The illumination LEDs stayed on constantly while recording in raw mode. The contents of the raw frames show something strange:

00000000  11 48 30 c1 04 13 44 20  81 04 13 4c 20 41 04 13  |.H0...D ...L A..|
00000010  40 10 41 04 11 40 10 81  04 11 44 00 81 04 12 40  |@.A..@....D....@|
00000020  00 c1 04 11 50 10 81 04  12 4c 10 81 03 11 44 00  |....P....L....D.|
00000030  41 04 10 48 30 01 04 11  40 10 01 04 11 40 10 81  |A..H0...@....@..|
...

The advertised YUYV format encodes two pixels in four bytes, so you would expect any repeating patterns to occur at a period of four bytes. But the data in these frames seems to repeat at a period of five bytes.

Looking closer it is actually repeating at a period of 10 bits, or four packed values for every five bytes.
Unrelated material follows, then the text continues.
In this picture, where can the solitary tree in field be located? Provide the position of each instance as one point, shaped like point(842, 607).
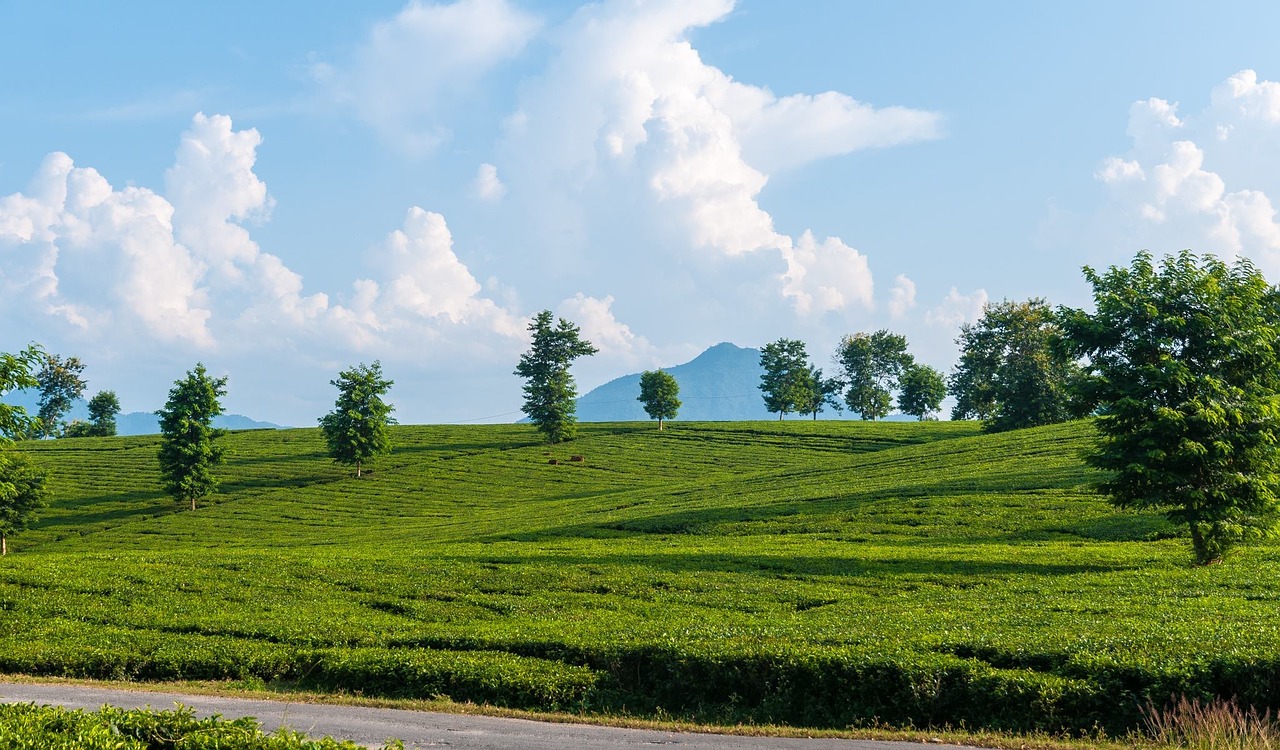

Furthermore, the 800 byte rows work out to 640 pixels when interpreted as packed 10 bit values (rather than the advertised 400 pixels), which matches the dimensions of the JPEG mode.

The following Python code can unpack the 10-bit pixel values:

def unpack(data):
    result = []
    for i in range(0, len(data), 5):
        block = (data[i] |
                 data[i+1] << 8 |
                 data[i+2] << 16 |
                 data[i+3] << 24 |
                 data[i+4] << 32)
        result.append((block >> 0) & 0x3ff)
        result.append((block >> 10) & 0x3ff)
        result.append((block >> 20) & 0x3ff)
        result.append((block >> 30) & 0x3ff)
    return result

After adjusting the brightness while converting to 8-bit greyscale, I get a usable image. Compare a fake YUYV frame with the decoded version:

I suppose this logic could be wrapped up in a GStreamer element to get usable infrared video capture.

I’m still not clear why the camera would lie about the pixel format it produces. My best guess is that they wanted to use the standard USB Video Class driver on Windows, and this let them get at the raw data to process in user space.